Presto in the Lakehouse Architecture
While engines like Apache Spark are optimized for heavy, fault-tolerant batch processing and ETL (Extract, Transform, Load), Presto was designed from day one for interactive queries. This makes it a perfect complement within an interoperable lakehouse:
- Separation of Compute and Storage: Presto is purely a compute engine. It does not store data itself. It connects to external catalogs (like Hive Metastore or Apache Polaris) and executes SQL queries against data living in object storage (S3).
- Federated Querying: Presto can query data where it lives. A single SQL query can join an Apache Iceberg table with a live MySQL database, allowing analysts to perform complex, cross-system analytics without moving data.
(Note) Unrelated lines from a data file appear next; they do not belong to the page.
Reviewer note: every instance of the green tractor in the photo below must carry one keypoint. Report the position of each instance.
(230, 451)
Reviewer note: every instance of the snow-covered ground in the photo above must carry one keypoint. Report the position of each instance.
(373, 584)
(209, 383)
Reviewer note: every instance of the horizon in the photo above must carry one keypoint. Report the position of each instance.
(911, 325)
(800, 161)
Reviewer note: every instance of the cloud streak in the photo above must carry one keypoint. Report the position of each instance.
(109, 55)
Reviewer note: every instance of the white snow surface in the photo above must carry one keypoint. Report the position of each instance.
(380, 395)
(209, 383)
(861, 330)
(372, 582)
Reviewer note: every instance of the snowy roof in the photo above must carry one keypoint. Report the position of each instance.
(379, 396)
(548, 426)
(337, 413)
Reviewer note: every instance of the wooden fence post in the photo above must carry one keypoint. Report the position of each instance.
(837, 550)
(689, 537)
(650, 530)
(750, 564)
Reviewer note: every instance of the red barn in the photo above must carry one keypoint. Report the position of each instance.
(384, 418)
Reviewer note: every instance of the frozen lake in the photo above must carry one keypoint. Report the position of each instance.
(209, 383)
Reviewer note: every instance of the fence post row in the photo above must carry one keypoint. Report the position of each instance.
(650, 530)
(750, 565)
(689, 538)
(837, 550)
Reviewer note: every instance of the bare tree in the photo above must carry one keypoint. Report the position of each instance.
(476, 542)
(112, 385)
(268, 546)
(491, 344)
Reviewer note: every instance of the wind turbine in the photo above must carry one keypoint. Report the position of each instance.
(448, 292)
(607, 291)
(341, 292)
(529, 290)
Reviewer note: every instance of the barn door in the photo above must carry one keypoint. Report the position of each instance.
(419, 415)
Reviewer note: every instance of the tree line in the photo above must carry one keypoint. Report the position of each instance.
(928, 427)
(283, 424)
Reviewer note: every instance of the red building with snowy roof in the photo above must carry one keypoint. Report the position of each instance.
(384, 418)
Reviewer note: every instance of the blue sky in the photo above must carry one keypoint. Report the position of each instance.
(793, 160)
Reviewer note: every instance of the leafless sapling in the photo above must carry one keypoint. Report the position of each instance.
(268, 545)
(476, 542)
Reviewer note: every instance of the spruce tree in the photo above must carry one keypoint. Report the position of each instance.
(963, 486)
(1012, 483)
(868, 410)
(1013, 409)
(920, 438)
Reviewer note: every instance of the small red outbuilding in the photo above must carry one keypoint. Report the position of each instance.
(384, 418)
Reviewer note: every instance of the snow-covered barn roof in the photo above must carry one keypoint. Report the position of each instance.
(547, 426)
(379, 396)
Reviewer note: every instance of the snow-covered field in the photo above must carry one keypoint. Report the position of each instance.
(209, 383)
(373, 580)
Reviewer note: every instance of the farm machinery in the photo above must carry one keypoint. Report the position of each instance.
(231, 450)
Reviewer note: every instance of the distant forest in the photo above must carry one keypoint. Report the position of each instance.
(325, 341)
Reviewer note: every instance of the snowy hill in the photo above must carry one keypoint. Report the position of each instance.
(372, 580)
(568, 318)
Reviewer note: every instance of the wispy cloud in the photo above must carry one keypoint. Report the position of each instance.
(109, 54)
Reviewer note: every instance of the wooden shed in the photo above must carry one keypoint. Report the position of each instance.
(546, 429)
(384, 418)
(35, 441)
The Presto Native Engine (Velox)
A major milestone for Presto in the 2025/2026 era is the ongoing transition to the Presto Native Engine. Historically, Presto execution was constrained by the Java Virtual Machine (JVM). By integrating with Meta's open-source Velox library, Presto is migrating its execution engine to heavily vectorized C++. This provides massive performance leaps, better CPU efficiency, and significantly reduced memory overhead when scanning massive Iceberg tables.
Presto vs. Trino
It is important to distinguish between the two forks of the original project:
- PrestoDB (Presto): Maintained by the Presto Foundation and heavily driven by organizations operating at massive scale (like Meta and Uber). Its recent focus has been on pushing the boundaries of extreme performance via the Native Engine.
- Trino (formerly PrestoSQL): A fork created by the original founders. Trino has a massive open-source community, a wide array of enterprise connectors, and rapid feature adoption.
Both engines are first-class citizens in the Apache Iceberg ecosystem, ensuring that organizations can choose the engine that best fits their operational needs without locking away their underlying data.